Ces outils pourraient transformer des secteurs entiers. Par exemple, JioHealthIQ pourrait aider les médecins à analyser des données médicales plus rapidement, tandis que JioLearnIQ pourrait personnaliser l’apprentissage pour les élèves. Dans l’agriculture, JioKrishiIQ pourrait fournir des conseils en temps réel sur les cultures et les conditions météo.

UNE INTRODUCTION EN BOURSE EN PERSPECTIVE

Les annonces ont aussi fait réagir les investisseurs, qui attendent depuis longtemps l’introduction en bourse de Jio. Mukesh Ambani a révélé que le conseil d’administration de Jio Platforms avait approuvé un projet de prospectus pour une offre publique initiale. Cette opération inclurait une émission de jusqu’à 270 millions d’actions nouvelles, selon un document déposé en bourse. Une étape majeure pour lever des fonds et accélérer la croissance du groupe.

Mais cette expansion rapide de l’IA soulève aussi des questions sur la gestion des données personnelles. Reliance a assuré que ses services fonctionneraient avec le consentement des utilisateurs. Pourtant, la société n’a pas précisé si les données générées par ces outils pourraient être utilisées pour entraîner des modèles d’IA ou partagées avec des partenaires technologiques. Un point qui pourrait devenir un sujet de débat dans les mois à venir.

L’INDE VEUT SORTIR DE LA DÉPENDANCE AUX MODÈLES ÉTRANGERS

Les ambitions de Reliance surviennent alors que les entreprises indiennes restent très dépendantes des modèles d’IA et des fournisseurs de cloud étrangers. Des restrictions récentes sur l’accès à certains modèles d’Anthropic ont montré à quel point cette dépendance peut être risquée. Ces décisions prises à l’étranger peuvent directement impacter les startups et les entreprises indiennes qui construisent leurs propres produits d’IA. Une situation qui pousse les grands groupes du pays à développer leurs propres infrastructures plutôt que de louer celles des autres.

La semaine dernière, Reliance a annoncé un partenariat avec Meta pour construire un centre de données dédié à l’IA dans l’État du Gujarat. Ce projet s’ajoute à l’investissement précédent de Meta dans Jio Platforms et à une coentreprise lancée l’an dernier pour développer des solutions d’IA pour les entreprises en Inde et à l’étranger.

LA COURSE AUX ARMES IA S’ACCÉLÈRE EN INDE

Reliance n’est pas la seule à vouloir profiter du boom de l’IA en Inde. Des géants comme Tata Consultancy Services, Infosys et le groupe rival Adani ont aussi étendu leurs initiatives et partenariats avec des acteurs mondiaux comme Anthropic, Google et OpenAI. L’objectif ? Secouer le marché et prendre une place de leader dans l’avenir de l’IA en Inde.

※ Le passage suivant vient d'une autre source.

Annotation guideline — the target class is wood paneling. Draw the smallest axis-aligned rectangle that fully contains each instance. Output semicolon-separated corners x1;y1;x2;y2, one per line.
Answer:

Pour Reliance, les enjeux sont particulièrement élevés. Le groupe prépare l’introduction en bourse de Jio, un événement très attendu, et a besoin de nouveaux moteurs de croissance. Pourtant, l’action du conglomérat a déjà chuté d’environ 17 % cette année. Une performance qui rend encore plus cruciale la réussite de cette stratégie IA.

L’Inde veut passer de consommateur à créateur d’IA. Avec ses 110 milliards d’investissement et ses 500 millions d’utilisateurs potentiels, Reliance mise tout sur cette carte.

Reliance n’est pas le seul à jouer cette partie. Mais avec son poids économique et son réseau, le groupe a toutes les cartes en main pour devenir un acteur incontournable. Si l’Inde parvient à créer ses propres intelligences artificielles, le pays pourrait bien redessiner la carte mondiale de la tech.